Poet and literary icon Mari Evans will be honored with the second annual Jasmine Robinson Pioneer Award from the Malcolm X Institute of Black Studies at Wabash College this Thursday.

The public is invited to the ceremony, which will include remarks from the acclaimed author, poet, playwright, and educator, and will be held in the Korb Classroom of the College's Fine Arts Building at 7 p.m.
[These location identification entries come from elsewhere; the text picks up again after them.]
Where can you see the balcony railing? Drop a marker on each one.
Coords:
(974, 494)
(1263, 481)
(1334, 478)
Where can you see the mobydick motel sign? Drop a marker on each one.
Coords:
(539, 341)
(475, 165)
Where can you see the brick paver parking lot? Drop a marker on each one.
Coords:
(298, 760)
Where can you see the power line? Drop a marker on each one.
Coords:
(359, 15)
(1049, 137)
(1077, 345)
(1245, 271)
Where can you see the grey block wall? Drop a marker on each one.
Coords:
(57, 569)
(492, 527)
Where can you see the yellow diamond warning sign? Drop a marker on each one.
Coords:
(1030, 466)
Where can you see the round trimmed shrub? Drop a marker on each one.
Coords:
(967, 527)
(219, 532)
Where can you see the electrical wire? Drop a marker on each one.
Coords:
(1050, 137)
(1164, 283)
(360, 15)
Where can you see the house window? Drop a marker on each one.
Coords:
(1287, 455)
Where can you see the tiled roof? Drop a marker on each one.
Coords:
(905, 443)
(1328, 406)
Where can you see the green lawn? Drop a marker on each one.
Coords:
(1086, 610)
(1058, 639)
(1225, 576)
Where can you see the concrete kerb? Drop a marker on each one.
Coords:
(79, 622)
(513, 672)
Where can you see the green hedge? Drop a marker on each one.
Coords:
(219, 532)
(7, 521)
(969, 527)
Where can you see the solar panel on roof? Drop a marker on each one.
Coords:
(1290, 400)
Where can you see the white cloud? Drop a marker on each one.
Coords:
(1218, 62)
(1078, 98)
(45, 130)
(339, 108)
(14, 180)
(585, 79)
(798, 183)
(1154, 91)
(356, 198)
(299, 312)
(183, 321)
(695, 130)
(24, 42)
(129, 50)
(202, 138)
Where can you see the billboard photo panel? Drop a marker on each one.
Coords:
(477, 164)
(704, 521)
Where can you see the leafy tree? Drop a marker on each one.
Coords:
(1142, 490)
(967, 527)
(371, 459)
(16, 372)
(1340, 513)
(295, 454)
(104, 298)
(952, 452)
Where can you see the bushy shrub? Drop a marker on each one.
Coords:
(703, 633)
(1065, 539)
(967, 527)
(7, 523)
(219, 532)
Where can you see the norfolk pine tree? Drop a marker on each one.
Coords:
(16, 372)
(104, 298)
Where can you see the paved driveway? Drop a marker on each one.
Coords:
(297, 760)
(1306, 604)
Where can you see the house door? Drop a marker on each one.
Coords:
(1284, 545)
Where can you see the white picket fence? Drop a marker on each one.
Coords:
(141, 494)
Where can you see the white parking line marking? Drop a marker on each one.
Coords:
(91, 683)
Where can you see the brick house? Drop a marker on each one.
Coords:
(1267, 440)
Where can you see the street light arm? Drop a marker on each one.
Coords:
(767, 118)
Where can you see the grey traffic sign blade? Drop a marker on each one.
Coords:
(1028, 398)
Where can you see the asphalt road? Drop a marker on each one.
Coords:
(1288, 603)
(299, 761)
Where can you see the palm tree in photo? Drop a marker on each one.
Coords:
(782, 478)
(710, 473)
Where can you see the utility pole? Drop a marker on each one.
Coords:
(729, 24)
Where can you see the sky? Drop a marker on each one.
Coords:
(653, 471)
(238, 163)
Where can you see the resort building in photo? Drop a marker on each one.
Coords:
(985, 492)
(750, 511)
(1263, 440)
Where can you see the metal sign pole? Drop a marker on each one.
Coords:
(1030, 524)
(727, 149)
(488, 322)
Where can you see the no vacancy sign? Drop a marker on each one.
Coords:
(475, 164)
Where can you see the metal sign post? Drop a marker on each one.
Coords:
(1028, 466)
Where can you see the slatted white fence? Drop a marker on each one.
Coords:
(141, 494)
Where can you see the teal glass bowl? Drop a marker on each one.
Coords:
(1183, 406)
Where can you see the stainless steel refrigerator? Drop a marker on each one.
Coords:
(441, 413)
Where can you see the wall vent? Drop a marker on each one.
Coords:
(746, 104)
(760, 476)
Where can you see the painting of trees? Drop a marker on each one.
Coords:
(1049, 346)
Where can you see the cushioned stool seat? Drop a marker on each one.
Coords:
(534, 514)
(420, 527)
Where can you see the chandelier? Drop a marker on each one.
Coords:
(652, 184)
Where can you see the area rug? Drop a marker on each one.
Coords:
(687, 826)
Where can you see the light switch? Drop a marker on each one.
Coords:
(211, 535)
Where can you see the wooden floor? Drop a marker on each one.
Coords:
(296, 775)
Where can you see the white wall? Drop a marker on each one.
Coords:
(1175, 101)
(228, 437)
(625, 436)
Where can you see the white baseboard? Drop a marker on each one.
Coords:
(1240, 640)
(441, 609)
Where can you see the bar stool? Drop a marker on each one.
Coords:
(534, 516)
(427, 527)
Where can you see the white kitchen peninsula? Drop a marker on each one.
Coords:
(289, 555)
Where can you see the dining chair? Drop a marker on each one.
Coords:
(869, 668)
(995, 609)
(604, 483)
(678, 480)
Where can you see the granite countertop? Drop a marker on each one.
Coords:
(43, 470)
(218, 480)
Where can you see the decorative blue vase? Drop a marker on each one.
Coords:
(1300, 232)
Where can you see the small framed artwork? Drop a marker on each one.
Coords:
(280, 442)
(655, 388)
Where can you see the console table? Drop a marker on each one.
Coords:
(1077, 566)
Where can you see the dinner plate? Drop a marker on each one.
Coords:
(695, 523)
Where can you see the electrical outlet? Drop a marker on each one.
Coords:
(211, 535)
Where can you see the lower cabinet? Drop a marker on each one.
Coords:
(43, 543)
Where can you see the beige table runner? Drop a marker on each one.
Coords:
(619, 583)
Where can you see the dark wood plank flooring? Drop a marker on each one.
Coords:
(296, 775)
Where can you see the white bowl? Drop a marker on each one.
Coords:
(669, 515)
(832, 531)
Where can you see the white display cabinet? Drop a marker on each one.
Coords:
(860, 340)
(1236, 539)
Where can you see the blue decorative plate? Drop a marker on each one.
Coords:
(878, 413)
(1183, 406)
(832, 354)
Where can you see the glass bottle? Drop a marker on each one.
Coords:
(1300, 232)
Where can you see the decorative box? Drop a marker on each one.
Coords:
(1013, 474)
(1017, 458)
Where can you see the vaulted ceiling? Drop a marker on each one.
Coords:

Formerly the Distinguished Writer and Associate Professor at Cornell University’s Africana Studies and Research Center, Professor Evans first gained literary acclaim with the publication of her books of poetry, Where is All the Music?, in 1968, and I Am a Black Woman, in 1970. She is also the author of numerous articles, books for children, and plays,  and she has received fellowships from the MacDowell Colony, Yaddo, the National Endowment for the Arts, and the John Hay Whitney Fellowship. She is a contributor to and an editor of the volume Black Women Writers (1950-1980): A Critical Evaluation (1984), and also has taught at Spelman College and Purdue University.

A political activist and volunteer, she is a board member of the Washington-based National Center for Women in Prison, and of the Christian Children’s Storehouse, an education group based in Accra, Ghana. In 1997, she was celebrated with her photo on a Ugandan postage stamp.

In Continuum, her latest book of poetry published last year, Professor Evans writes: "…I try, to recover for us on the page what it means to be human."

Professor Evans is the second recipient of the Jasmine Robinson Pioneer Award, which was established last year by the MXIBS "to celebrate the achievements women who, like Jasmine Robinson herself, have made significant contributions to their field and have shaped and nurtured the lives of African Americans."

The first Black woman to work at Wabash, Robinson is a Crawfordsville resident who served in the College’s Computer Services department and has been a mentor to generations of young men at Wabash.